Insight-HXMT team releases new results on black hole and neutron star X-ray binaries
Scientists with the Hard X-ray Modulation Telescope (Insight-HXMT) team presented their new results on black hole and neutron star X-ray binaries during a press conference held Oct. 25 at the first China Space Science Assembly in Xiamen.
X-ray binaries are binary stars that emit X-rays and are composed of a normal star and either a neutron star or black hole. The gravity of the very dense neutron star or black hole causes material from the normal star to fall toward it, creating a rapidly rotating accretion disk that emits intense X-ray radiation. X-ray binaries are an important research target for those trying to understand strong gravitational and magnetic fields and matter affected by them.
The Insight-XHMT scientists were able to study quasi-periodic oscillations (QPOs) in black hole X-ray binaries up to 100 keV, an increase from the previous upper limit of 30 keV. They revealed the energy dependence of QPO amplitude and centroid frequency ranges from 1-100 keV. These achievements exceed what was possible with previous satellites and open a new window for black hole studies.
A detailed timing study of the brightest persistent X-ray source Sco X-1 was also conducted using Insight-HXMT data. The results yielded three key insights: 1) All types of QPOs originate from non-thermal emissions; 2) The innermost region of the accretion disk is non-thermal in nature; and 3) The corona is nonhomogeneous geometrically.

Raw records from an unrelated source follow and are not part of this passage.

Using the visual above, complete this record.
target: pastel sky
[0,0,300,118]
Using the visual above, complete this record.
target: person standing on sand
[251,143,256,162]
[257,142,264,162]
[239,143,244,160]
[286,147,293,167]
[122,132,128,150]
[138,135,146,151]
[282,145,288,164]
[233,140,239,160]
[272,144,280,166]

For the first time, scientists observed the sudden change of accretion disk state when the X-ray intensity of a neutron star X-ray binary is at a certain value. This verified the theory, put forward nearly 50 years ago, that the radiation pressure of light causes structural mutation of the accretion disk.
In the past, corona cooling was detected from stacking a series of short Type I bursts that occurred during the low/hard state of a neutron star X-ray binary. The current study represents the first time to observe the rapid cooling of a very hot corona—usually at a high temperature of several hundred million degrees—via a "shower" of low-energy X-ray photons from a single thermonuclear burst on the surface of a neutron star. This method provides a nearly unique means for studying the physical properties and heating mechanism of the high-temperature corona. Also, the interaction between a thermonuclear burst and accretion disk detected in a single burst probably provides a new method for constraining the innermost radius of the accretion disk.
In addition, scientists confirmed that the energy of the X-ray cyclotron absorption line of the famous neutron star X-ray binary Her X-1 is no longer decreasing. The data prove that the magnetic field strength near the X-ray radiation area has become stable after nearly 20 years of slow decline.
Insight-HXMT, as China's first X-ray astronomy satellite, has observed many black holes, neutron stars and gamma-ray bursts with high precision and cadence since it was launched on June 15, 2017. The satellite comprises three X-ray slat-collimated telescopes—the High-energy X-ray Telescope, the Medium-energy X-ray Telescope, and the Low-energy X-ray Telescope—as well as a space environment monitor.
So far, the satellite has carried out more than a thousand observations and generated 29 TB of scientific data. Altogether, more than 10 scientific papers have been accepted or published in main international astrophysical journals, with additional important research results still in the publication pipeline.